Железная маска Шлиссельбурга (Романов) - страница 58

Это был не вопрос, а утверждение, и Власьев осторожно кивнул, боясь произнести неосторожное слово. Такое он знал — в Тайной экспедиции о многом ведали, о «холмогорских сидельцах» ведали многие.

— При нас был штат в полтораста приближенных и слуг, всех тех, кто разделил заточение. Мы терпели страшные лишения, даже голод — половина верных людей умерла. Но именно они учили меня многому, что должен знать правитель о мире. Потом перевезли сюда — здесь меня удостоила беседой ныне умершая императрица Елизавета Петровна, которая сказала мне следующие слова — «бедный мальчик, ты ни в чем не виноват, виноваты твои родители». Также незадолго до смерти посетил император Петр Федорович — мы говорили о многих делах, о которых вам невместно знать по своему положению — то дела тайные, секрет государственный. А год назад меня возили в карете в Петербург, где со мной разговаривала матушка-царица. Решено было, что после года заточения я подам прошение на постриг — вы должны были меня к тому склонять…

Иван Антонович остановился, держа в левой руке вилку, а в правой ножичек, отрезал кусочек буженины, наколол на вилку и отправил его в рот. Затем отпил из бокала вино, поморщился и сказал:

— Дело прошлое, сейчас вам можно приоткрыть правду — мне предложили быть консортом. Так в европейских монархиях называют принцев при правящих королевах. Они не имеют никакой власти, только церемониальные функции, и являются отцами без прав своих сыновей, которые, в отличие от него, имеют все права на престол и корону. Вчера я согласился на это великодушное предложение нашей государыни Екатерины Алексеевны! Оно полностью снимет вражду между старинными княжьими родами, к тому же мое высокородное происхождение позволит всем примириться с выбранной императрицей кандидатурой!

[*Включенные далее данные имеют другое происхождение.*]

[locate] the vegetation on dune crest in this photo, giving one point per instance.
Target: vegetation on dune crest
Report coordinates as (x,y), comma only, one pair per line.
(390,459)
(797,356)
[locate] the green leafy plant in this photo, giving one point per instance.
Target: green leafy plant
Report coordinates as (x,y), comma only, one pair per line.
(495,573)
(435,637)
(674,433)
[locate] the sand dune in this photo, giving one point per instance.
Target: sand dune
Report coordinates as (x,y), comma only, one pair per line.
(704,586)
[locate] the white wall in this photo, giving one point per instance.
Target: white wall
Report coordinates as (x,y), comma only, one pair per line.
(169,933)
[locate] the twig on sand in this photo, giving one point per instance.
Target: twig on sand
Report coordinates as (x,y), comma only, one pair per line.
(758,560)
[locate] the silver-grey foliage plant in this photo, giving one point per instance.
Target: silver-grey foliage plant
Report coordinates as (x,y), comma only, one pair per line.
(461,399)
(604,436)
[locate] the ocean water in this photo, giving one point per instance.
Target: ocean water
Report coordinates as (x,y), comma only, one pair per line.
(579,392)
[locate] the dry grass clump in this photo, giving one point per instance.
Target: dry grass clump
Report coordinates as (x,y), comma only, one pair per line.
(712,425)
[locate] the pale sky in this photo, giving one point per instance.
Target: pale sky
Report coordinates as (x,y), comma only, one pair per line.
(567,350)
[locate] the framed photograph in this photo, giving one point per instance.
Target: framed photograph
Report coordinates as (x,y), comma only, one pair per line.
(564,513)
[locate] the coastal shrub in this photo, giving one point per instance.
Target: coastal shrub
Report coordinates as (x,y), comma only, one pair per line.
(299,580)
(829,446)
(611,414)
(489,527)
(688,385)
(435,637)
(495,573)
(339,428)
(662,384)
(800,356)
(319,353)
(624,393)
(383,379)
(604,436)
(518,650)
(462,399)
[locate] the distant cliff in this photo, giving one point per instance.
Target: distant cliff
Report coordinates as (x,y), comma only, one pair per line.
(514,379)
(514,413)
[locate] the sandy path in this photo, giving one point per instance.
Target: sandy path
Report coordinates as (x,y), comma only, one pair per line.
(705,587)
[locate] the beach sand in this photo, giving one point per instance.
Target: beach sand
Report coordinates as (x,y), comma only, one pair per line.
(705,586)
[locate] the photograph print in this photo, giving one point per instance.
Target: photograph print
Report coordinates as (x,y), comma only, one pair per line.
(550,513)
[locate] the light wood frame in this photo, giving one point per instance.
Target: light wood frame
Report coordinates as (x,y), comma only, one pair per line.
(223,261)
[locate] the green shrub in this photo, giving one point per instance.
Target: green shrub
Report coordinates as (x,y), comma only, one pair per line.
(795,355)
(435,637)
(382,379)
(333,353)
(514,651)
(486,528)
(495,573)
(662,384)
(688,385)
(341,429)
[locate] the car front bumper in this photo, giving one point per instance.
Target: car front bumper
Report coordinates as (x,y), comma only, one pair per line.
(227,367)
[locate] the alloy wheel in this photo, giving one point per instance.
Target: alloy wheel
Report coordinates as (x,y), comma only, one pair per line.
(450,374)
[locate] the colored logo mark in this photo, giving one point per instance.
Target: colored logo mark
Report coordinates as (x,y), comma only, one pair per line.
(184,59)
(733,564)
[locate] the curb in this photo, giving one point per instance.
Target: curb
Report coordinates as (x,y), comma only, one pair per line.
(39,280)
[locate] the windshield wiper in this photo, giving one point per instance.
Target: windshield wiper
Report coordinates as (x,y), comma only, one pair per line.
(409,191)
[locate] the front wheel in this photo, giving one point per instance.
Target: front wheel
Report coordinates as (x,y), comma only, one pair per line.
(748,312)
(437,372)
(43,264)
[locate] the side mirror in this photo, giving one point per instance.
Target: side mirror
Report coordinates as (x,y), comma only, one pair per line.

Данила Петрович чувствовал себя, как оглушенным от удара палкой по голове. Узник совершенно свободно говорил о таких вещах, о которых и помыслить было не то, что боязно — страшно. Надо было бы вскочить и зажать ему горло, но он не буйствовал, не сказывал поносных слов, в инструкциях на то указание имелось. Наоборот, весьма почтительно говорил как о государыне, так и о властях, о знатных родах, которых Рюриковичами называл, в память их общего предка.

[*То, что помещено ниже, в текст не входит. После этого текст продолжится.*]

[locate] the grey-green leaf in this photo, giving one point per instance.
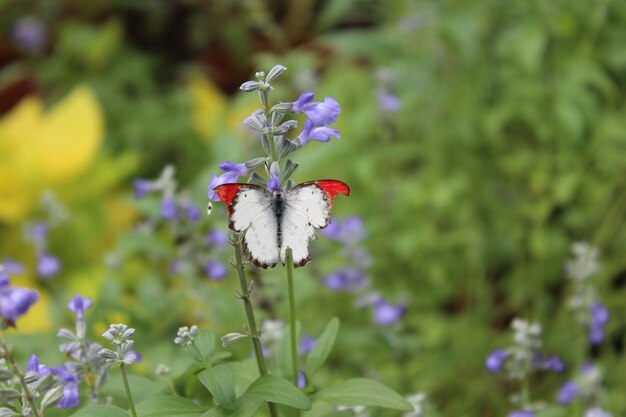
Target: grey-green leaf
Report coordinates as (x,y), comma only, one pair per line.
(100,411)
(364,392)
(220,382)
(319,353)
(277,390)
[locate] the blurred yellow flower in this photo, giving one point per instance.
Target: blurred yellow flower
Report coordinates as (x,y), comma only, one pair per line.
(41,150)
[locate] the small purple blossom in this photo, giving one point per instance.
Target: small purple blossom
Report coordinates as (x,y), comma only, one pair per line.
(216,237)
(346,279)
(599,318)
(318,113)
(29,33)
(142,187)
(47,265)
(307,344)
(386,313)
(311,132)
(495,360)
(225,178)
(215,270)
(239,169)
(78,304)
(567,392)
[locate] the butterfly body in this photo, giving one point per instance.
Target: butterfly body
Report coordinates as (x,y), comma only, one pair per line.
(269,222)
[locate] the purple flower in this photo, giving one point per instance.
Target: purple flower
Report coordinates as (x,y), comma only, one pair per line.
(350,231)
(169,211)
(142,186)
(47,265)
(14,301)
(386,313)
(318,113)
(225,178)
(78,305)
(567,392)
(599,317)
(217,238)
(387,101)
(36,367)
(307,344)
(215,270)
(521,413)
(320,134)
(192,211)
(239,169)
(495,360)
(29,33)
(346,279)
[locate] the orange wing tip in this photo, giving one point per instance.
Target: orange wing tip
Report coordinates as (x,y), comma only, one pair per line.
(333,187)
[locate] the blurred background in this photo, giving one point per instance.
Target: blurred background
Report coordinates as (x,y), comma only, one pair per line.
(480,140)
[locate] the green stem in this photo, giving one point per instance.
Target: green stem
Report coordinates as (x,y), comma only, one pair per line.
(128,394)
(245,297)
(292,315)
(6,352)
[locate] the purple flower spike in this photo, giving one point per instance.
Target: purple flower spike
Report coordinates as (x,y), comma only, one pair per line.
(495,360)
(567,392)
(521,413)
(386,313)
(240,169)
(311,132)
(169,211)
(14,301)
(142,187)
(78,304)
(215,270)
(225,178)
(47,265)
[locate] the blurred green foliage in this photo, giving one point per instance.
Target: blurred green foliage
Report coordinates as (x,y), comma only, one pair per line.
(509,145)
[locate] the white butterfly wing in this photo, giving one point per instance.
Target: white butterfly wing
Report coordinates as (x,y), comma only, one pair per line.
(250,213)
(307,207)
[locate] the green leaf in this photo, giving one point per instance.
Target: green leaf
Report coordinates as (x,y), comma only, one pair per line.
(100,411)
(221,384)
(364,392)
(167,406)
(277,390)
(319,353)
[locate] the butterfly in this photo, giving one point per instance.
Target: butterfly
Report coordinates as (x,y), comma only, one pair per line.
(269,222)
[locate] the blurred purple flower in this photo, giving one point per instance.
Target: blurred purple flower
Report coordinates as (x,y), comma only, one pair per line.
(307,344)
(495,360)
(386,313)
(47,265)
(14,301)
(346,279)
(350,231)
(599,318)
(169,211)
(29,33)
(142,186)
(38,368)
(215,270)
(78,304)
(225,178)
(311,132)
(567,392)
(319,113)
(217,238)
(192,211)
(521,413)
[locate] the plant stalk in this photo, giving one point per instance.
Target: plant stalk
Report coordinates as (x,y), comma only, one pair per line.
(128,394)
(292,315)
(252,327)
(29,397)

— Я вырвусь из заточения и займу долженствующее место при ее величестве, среди придворных. Одно только неудобство — ста тысяч рублей в год, что будут выделять казна на мои нужды, здесь совершенно недостаточная сумма для блеска супруга властительницы великой империи. И на должную оплату услуг моих приближенных этих денег хватать не будет — но самых достойных и верных я возвеличу и приближу к себе. И дам продвижение по службе — меня назначат полковником лейб-гвардии Измайловского полка. Конечно, это не Семеновский и тем более Преображенский полки, наперсники самого Петра Великого, но согласитесь со мною, господа, вполне высокое место для моего высокородства!